At Asset Exchange Strategies, LLC we have had conversations with potential self-directed IRA clients many thousands of times and the myths continue to live on after 20 years in the business. Some things like Sasquatch or area 51 seem to perpetuate in people’s minds without any substantial evidence the concept is correct or myth. Let’s take a look at 5 myths we discuss on a daily basis.
Most common myth #1 – Which IRA can I self direct?
Without fail at every event and practically every one on one conversation I have the question comes up, “I have a ___ IRA, can I use that?
Repeat after me. An IRA, is an IRA, is an IRA. Regardless if you have a Traditional, Roth, SEP or Inherited IRA the core product is the same. The only difference is whether it is pre-tax, post tax contribution and how much you can contribute. Otherwise the rules for the use of the IRA are the same. Of course, an Inherited IRA does have two distinct rules: 1) distribution within 5 years regardless of age 2) Cannot contribute any additional funds.
Why does this myth exist? I think because people just do what they are told to do without much personal investigation. Somewhere down the road an advisor set them up with a structure and they have lived with the restrictions or freedom of the structure.
Most common myth #2 – Can I use the real estate?
No. Not as a self-directed IRA. The IRS code is very specific about the prohibited use of an asset in an IRA. Those people are you and your ancestral lineage. That means your blood line vertically such as your children, their children and your parents and your grandparents. Interesting though that cousins, siblings and BFFs are okay.
Why does this myth exist? My personal opinion greed or cash flow needs.

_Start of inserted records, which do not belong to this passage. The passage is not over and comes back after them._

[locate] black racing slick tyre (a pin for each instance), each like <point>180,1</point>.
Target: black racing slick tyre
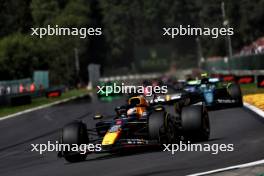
<point>235,93</point>
<point>195,123</point>
<point>161,127</point>
<point>72,134</point>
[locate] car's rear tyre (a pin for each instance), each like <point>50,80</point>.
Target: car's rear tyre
<point>161,128</point>
<point>195,123</point>
<point>235,93</point>
<point>74,133</point>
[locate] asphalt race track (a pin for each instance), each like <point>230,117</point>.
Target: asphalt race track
<point>238,126</point>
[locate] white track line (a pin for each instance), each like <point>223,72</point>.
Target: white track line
<point>40,107</point>
<point>230,168</point>
<point>261,114</point>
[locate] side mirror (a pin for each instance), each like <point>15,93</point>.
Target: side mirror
<point>159,108</point>
<point>98,116</point>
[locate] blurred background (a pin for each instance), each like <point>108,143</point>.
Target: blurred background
<point>132,40</point>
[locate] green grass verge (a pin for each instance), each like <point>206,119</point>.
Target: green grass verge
<point>7,110</point>
<point>251,89</point>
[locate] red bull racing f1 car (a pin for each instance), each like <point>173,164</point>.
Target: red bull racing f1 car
<point>140,122</point>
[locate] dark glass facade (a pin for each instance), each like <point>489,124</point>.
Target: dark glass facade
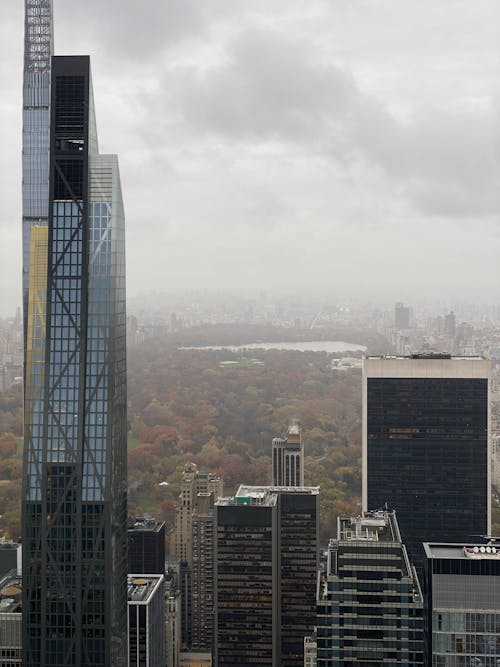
<point>298,533</point>
<point>146,546</point>
<point>463,605</point>
<point>265,575</point>
<point>74,494</point>
<point>246,581</point>
<point>427,456</point>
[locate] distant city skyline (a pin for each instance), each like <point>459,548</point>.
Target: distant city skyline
<point>355,142</point>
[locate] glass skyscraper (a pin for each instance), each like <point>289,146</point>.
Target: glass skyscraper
<point>426,446</point>
<point>74,493</point>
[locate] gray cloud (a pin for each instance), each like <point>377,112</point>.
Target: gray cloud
<point>270,86</point>
<point>335,138</point>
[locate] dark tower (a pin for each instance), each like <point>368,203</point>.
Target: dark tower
<point>75,478</point>
<point>426,446</point>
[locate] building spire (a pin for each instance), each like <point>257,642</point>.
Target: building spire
<point>38,35</point>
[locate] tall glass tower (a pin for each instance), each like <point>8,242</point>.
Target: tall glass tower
<point>74,493</point>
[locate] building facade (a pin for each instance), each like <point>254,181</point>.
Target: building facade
<point>288,458</point>
<point>463,605</point>
<point>265,575</point>
<point>10,620</point>
<point>38,50</point>
<point>370,606</point>
<point>193,483</point>
<point>146,620</point>
<point>202,575</point>
<point>75,477</point>
<point>426,446</point>
<point>146,545</point>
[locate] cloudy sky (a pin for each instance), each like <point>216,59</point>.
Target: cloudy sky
<point>337,147</point>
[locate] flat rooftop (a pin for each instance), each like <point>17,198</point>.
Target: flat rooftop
<point>259,491</point>
<point>374,526</point>
<point>444,550</point>
<point>429,356</point>
<point>141,587</point>
<point>145,523</point>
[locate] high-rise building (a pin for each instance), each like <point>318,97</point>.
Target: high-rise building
<point>146,620</point>
<point>38,47</point>
<point>310,651</point>
<point>370,606</point>
<point>288,458</point>
<point>10,620</point>
<point>265,576</point>
<point>202,575</point>
<point>75,477</point>
<point>193,483</point>
<point>463,604</point>
<point>401,316</point>
<point>426,446</point>
<point>10,557</point>
<point>172,623</point>
<point>146,545</point>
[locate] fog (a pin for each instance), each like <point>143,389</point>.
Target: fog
<point>349,149</point>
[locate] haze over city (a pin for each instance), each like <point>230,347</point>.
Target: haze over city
<point>347,148</point>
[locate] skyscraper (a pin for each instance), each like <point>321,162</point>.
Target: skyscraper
<point>288,457</point>
<point>146,545</point>
<point>38,47</point>
<point>401,316</point>
<point>266,555</point>
<point>426,450</point>
<point>146,620</point>
<point>193,483</point>
<point>370,606</point>
<point>463,604</point>
<point>75,478</point>
<point>202,574</point>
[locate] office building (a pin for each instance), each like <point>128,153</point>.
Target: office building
<point>146,620</point>
<point>310,651</point>
<point>146,545</point>
<point>193,483</point>
<point>75,476</point>
<point>172,624</point>
<point>288,458</point>
<point>10,620</point>
<point>190,659</point>
<point>10,557</point>
<point>426,446</point>
<point>401,316</point>
<point>463,604</point>
<point>370,606</point>
<point>186,608</point>
<point>265,575</point>
<point>202,575</point>
<point>38,48</point>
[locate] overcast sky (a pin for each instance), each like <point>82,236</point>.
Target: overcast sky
<point>338,147</point>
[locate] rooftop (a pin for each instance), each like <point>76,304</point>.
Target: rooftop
<point>376,526</point>
<point>145,523</point>
<point>10,593</point>
<point>258,491</point>
<point>490,551</point>
<point>426,356</point>
<point>141,587</point>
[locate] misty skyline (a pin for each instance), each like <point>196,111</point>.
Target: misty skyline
<point>349,149</point>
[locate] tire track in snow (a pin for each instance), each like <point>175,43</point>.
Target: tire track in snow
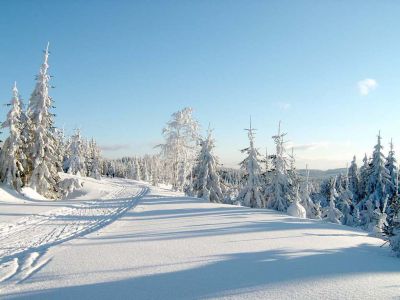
<point>23,244</point>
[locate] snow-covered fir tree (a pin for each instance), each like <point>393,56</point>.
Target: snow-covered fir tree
<point>76,162</point>
<point>181,138</point>
<point>391,166</point>
<point>295,209</point>
<point>331,213</point>
<point>206,181</point>
<point>12,155</point>
<point>345,201</point>
<point>379,179</point>
<point>353,180</point>
<point>43,176</point>
<point>280,192</point>
<point>250,193</point>
<point>306,200</point>
<point>95,160</point>
<point>363,179</point>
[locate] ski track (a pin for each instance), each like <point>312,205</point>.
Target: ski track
<point>24,243</point>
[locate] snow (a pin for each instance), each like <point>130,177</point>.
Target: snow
<point>119,238</point>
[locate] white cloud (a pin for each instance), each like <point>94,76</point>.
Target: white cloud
<point>284,105</point>
<point>306,147</point>
<point>367,85</point>
<point>114,147</point>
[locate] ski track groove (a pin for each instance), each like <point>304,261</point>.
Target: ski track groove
<point>24,243</point>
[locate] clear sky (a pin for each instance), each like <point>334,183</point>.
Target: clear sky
<point>330,70</point>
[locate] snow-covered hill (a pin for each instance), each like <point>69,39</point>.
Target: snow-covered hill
<point>123,239</point>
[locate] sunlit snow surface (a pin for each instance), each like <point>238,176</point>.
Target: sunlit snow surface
<point>123,239</point>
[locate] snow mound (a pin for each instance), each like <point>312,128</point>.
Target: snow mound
<point>68,185</point>
<point>9,195</point>
<point>297,210</point>
<point>31,194</point>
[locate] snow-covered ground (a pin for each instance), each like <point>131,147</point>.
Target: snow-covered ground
<point>118,239</point>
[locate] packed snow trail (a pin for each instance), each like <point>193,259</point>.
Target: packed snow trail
<point>173,247</point>
<point>23,244</point>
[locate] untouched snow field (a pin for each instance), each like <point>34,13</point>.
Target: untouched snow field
<point>119,238</point>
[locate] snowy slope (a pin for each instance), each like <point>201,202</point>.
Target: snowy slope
<point>165,246</point>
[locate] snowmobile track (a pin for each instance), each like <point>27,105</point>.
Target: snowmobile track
<point>23,244</point>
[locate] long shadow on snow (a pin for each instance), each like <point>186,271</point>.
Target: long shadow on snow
<point>234,275</point>
<point>240,223</point>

Most common myth #3 – I will loose my tax benefits buying real estate in my IRA. Yes that is true but you lost them buying stocks in your IRA as well. That CPA logic has always escaped me. You should buy real estate in your IRA because it is an investment you want to grow in retirement.

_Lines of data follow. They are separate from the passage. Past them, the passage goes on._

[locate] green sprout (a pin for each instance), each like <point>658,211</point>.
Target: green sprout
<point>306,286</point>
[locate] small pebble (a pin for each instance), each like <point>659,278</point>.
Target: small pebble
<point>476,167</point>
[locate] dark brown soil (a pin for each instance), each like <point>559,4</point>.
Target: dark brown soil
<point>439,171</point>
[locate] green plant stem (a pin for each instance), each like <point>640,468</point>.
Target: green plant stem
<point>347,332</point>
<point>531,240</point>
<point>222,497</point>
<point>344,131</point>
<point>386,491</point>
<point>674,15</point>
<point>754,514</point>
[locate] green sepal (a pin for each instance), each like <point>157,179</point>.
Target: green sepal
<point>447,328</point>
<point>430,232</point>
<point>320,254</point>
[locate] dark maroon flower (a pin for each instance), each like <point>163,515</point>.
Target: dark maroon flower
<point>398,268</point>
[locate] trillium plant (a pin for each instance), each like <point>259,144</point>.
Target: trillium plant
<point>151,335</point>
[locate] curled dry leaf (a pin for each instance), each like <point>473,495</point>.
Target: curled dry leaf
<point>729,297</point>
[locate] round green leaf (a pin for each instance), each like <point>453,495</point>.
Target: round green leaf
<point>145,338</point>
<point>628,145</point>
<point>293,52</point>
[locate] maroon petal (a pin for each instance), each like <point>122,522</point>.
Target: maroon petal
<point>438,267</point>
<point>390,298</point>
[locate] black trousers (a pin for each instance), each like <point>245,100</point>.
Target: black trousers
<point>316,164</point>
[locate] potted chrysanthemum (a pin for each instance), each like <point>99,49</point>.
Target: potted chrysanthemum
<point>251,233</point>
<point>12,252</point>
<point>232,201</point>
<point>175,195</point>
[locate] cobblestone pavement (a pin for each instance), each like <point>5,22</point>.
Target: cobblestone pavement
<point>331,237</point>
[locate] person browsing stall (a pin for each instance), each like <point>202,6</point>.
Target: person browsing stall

Why does this myth exist? This is a complete mystery to me. The most commonly esteemed advisor the CPA, just hasn’t thought it through and give the off-the-cuff answer without thinking about what the current assets are in an IRA.
Most common myth #4 – I can’t distribute a real estate asset to myself. Untrue. There are many people who really don’t need their IRA for retirement and want to purchase a lakefront property for retirement use. At distribution age the property in an IRA LLC can be distributed all at once or over a period of time to the the IRA holder without penalty. The distribution process is as follows:
Determine how much of a distribution is desired
Obtain a valuation from a licensed professional as to current market value
Provide the custodian with entire current market value and identify the percentage of that value to be distributed. The custodian will provide a 1099 for that amount. You now own whatever portion of that property that was distributed.
Why does this myth exist? Again, CPAs that don’t think through solutions and provide the easy answer.
Most common myth #5 – Custodian will provide compliance advice. No, no and no. The IRS gives the custodian great latitude on what they deem to be an unacceptable transaction or asset within their custody. Additionally, they can add to the confusion by not providing a stitch of advice. The standard answer is consult your advisor. Pretty hard for your advisor to hit a moving target. The IRA LLC gives you the most flexibility and still maintain compliance with the IRS.
Why does this myth exist? There is so much contradictory information on the web and in seminars. It seems that if you know a few basic rules you’re a guru. Custodians want control of your assets and they do not want you to manage your future, it is not in their economic interest. If you like playing the game mother may I? or red light, green light then custodial accounts may be right for you. But if you are willing to save some money, take control of your retirement, investment in what you know you or want flexibility allowed in the IRS code the IRA LLC is for you.